第一次大戦後の好況に乗じ業績を伸ばし、1919年、雨宮製作所と改称する。 しかし1923年の関東大震災は東京深川にあった工場を壊滅させてしまう。その後は再建に乗り出し、1927年に新潟鐵工所と共同で日本初のディーゼル機関車を、1928年には日本初のディーゼル動車(長岡鉄道キロ1形)を製作するなど、新技術開発に意欲的であったが、昭和金融恐慌の波に呑まれ地方私鉄の開業は途絶えて受注は激減、1931年には事実上活動を停止してしまう。1934年ごろに会社は整理されたものと考えられる。

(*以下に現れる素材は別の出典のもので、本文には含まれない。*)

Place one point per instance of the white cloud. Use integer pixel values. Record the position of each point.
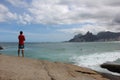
(18, 3)
(94, 29)
(5, 14)
(104, 13)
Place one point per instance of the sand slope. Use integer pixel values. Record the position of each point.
(18, 68)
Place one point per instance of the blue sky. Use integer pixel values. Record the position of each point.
(56, 20)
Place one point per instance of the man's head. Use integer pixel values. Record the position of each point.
(21, 32)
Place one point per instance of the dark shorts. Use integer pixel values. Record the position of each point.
(21, 46)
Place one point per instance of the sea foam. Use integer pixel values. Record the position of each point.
(95, 59)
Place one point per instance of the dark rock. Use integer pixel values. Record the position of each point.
(111, 67)
(102, 36)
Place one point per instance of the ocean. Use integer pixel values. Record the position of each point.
(85, 54)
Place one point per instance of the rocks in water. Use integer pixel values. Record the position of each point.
(111, 67)
(1, 48)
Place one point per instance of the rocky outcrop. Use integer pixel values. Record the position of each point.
(1, 48)
(18, 68)
(111, 67)
(102, 36)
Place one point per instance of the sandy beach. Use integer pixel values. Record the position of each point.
(18, 68)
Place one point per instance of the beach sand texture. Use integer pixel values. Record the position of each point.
(18, 68)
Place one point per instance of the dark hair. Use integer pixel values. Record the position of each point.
(21, 32)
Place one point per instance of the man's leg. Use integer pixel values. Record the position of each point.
(22, 52)
(18, 52)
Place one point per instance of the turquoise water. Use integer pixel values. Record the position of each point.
(89, 54)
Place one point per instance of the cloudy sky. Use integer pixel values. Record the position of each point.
(56, 20)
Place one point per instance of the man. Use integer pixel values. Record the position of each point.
(21, 39)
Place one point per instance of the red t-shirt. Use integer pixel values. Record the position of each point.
(21, 39)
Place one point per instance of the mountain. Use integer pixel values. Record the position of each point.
(101, 36)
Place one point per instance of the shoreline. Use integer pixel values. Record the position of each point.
(17, 67)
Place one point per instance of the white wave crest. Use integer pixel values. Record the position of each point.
(95, 59)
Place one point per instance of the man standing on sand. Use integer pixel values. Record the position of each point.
(21, 39)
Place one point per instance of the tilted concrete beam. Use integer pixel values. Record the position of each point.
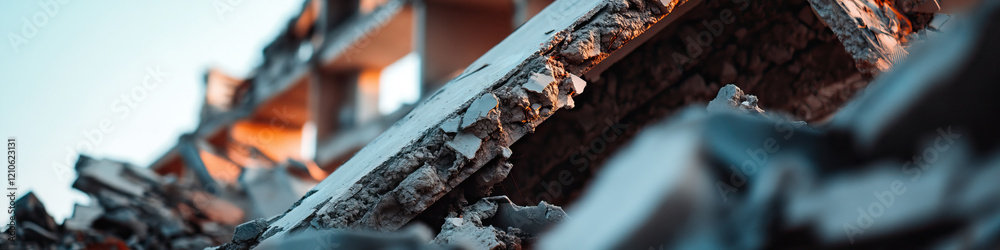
(530, 74)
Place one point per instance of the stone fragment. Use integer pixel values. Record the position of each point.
(466, 144)
(578, 84)
(538, 82)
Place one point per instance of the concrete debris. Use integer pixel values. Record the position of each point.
(732, 98)
(906, 165)
(874, 32)
(415, 238)
(496, 223)
(482, 117)
(133, 209)
(367, 191)
(466, 144)
(665, 74)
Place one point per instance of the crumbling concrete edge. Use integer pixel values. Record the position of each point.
(423, 170)
(874, 35)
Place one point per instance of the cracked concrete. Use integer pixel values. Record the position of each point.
(368, 191)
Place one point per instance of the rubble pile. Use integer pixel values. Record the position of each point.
(905, 165)
(781, 48)
(132, 208)
(566, 122)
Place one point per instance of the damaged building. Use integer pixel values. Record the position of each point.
(570, 124)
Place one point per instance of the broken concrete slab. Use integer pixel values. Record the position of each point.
(496, 223)
(872, 31)
(732, 98)
(359, 193)
(132, 208)
(723, 193)
(482, 117)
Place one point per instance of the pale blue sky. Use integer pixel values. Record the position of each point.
(67, 78)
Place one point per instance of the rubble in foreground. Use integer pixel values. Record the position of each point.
(132, 208)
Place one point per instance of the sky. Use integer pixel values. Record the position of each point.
(119, 80)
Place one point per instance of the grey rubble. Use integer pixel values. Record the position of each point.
(408, 167)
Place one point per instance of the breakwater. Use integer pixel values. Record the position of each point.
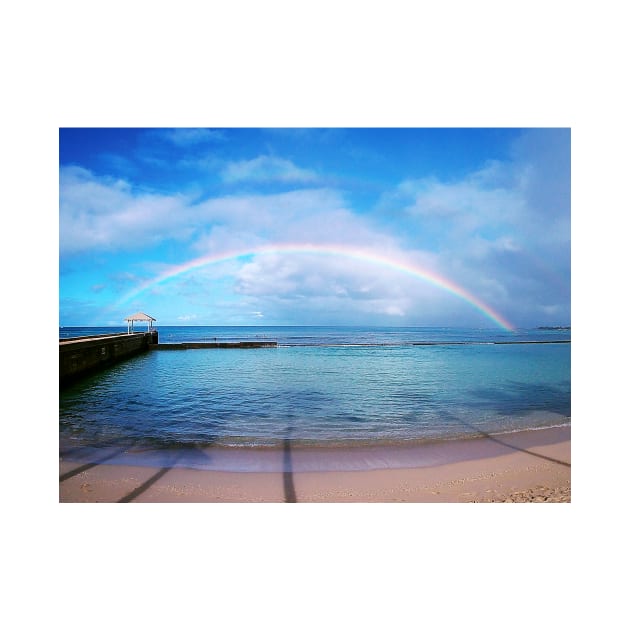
(79, 356)
(192, 345)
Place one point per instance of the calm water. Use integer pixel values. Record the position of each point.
(322, 386)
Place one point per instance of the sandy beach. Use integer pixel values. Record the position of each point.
(529, 467)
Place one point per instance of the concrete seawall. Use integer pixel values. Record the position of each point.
(191, 345)
(82, 355)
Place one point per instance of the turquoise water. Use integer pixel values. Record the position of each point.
(323, 387)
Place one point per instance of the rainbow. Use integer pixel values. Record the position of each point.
(362, 255)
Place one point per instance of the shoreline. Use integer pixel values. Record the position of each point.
(531, 466)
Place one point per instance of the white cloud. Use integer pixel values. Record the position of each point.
(184, 137)
(266, 168)
(97, 213)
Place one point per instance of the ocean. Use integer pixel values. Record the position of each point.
(321, 387)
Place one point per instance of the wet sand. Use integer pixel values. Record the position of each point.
(532, 466)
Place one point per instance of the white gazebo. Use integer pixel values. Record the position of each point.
(139, 317)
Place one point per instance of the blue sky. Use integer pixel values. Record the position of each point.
(486, 209)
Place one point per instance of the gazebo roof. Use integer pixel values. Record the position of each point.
(140, 317)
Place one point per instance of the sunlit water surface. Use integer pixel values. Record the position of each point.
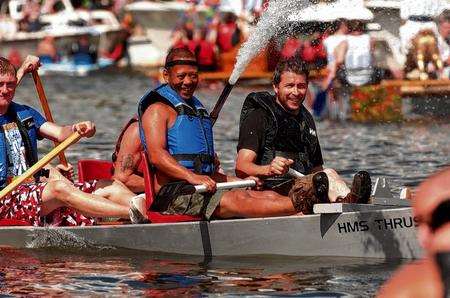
(405, 153)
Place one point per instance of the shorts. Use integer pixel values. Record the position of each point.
(25, 203)
(177, 198)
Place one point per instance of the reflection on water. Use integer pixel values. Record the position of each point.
(405, 153)
(119, 272)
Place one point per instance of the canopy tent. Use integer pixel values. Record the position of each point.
(328, 12)
(427, 8)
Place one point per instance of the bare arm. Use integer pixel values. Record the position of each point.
(156, 121)
(246, 166)
(55, 132)
(128, 160)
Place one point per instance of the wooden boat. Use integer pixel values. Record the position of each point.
(384, 229)
(72, 69)
(377, 233)
(398, 100)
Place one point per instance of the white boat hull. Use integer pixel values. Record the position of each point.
(373, 234)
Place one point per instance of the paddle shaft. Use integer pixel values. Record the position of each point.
(295, 174)
(46, 109)
(242, 183)
(40, 164)
(220, 102)
(227, 185)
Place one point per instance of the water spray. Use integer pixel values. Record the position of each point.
(272, 22)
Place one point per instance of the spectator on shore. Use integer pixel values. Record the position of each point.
(205, 49)
(31, 13)
(291, 47)
(83, 51)
(428, 277)
(444, 26)
(47, 51)
(338, 33)
(228, 33)
(314, 52)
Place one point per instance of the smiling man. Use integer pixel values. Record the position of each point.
(21, 127)
(177, 134)
(277, 132)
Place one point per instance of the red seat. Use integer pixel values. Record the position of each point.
(13, 222)
(93, 169)
(157, 217)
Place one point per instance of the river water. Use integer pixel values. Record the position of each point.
(404, 153)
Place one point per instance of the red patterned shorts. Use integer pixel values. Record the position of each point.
(25, 204)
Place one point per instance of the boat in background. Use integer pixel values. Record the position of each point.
(66, 25)
(71, 68)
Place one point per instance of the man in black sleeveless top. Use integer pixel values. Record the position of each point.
(277, 132)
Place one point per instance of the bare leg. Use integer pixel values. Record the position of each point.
(239, 203)
(337, 187)
(114, 191)
(59, 193)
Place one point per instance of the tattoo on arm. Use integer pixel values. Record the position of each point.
(127, 163)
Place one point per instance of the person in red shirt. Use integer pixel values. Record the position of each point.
(228, 33)
(291, 47)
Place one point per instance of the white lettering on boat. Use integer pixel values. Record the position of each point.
(382, 224)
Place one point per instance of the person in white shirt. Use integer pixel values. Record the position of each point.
(340, 30)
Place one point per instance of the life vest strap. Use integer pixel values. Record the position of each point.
(183, 109)
(198, 159)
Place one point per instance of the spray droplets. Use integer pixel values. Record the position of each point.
(271, 23)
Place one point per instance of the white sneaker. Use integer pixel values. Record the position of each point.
(137, 210)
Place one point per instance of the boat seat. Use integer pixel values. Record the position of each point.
(94, 169)
(13, 222)
(153, 216)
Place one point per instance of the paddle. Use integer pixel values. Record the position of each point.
(46, 109)
(242, 183)
(227, 185)
(220, 102)
(40, 164)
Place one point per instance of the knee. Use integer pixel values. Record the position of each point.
(59, 188)
(269, 194)
(331, 174)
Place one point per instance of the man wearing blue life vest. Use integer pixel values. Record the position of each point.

生産品は小型の蒸気機関車から客車、電車、気動車まで多岐にわたり、工事用として納入された少数の例外を除き、納入先は私鉄に限定される。
[編集] 製品
蒸気機関車製作は当初人車軌道を蒸気動力化するためにアメリカから輸入されたトラム・ロコを模倣した「へっつい」形と称される非常に背の低い単純な構造の機関車の製造からスタートし、客車もこれに牽引される非常にコンパクトな車両から製造を開始したが、機関車設計は1910年代にコッペルやクラウスなどの欧米メーカー製品に学んだ、極めて堅実かつ実用的な設計のウェルタンク式機関車に発展し、これは会社閉鎖まで主力商品として各地の小鉄道に供給され、更にこれらの設計は倒産後、立山重工業や協三工業など各地に設立された地方の車両メーカーの良きお手本となった。
電車製作では京成電気軌道や京王電気軌道および玉南電気鉄道など、近隣の鉄道への納入実績が多く、その他、「馬面電車」として有名な花巻電鉄への納入が知られている。
電車においては、台車に板台枠とウィングバネ式軸箱支持機構を備えたヨーロッパ風の設計を多用しており、後に日本鉄道自動車がその模倣品を製作している。
また、気動車製作では後発であったものの、当初より両運転台式での車両設計を行うなど先進的な構想を持っていたことが知られ、純粋な単端式気動車の製作例はごく少数に留まり、その製造実績の大半は実用性の高い2軸両運転台式の半鋼製車が占めていた。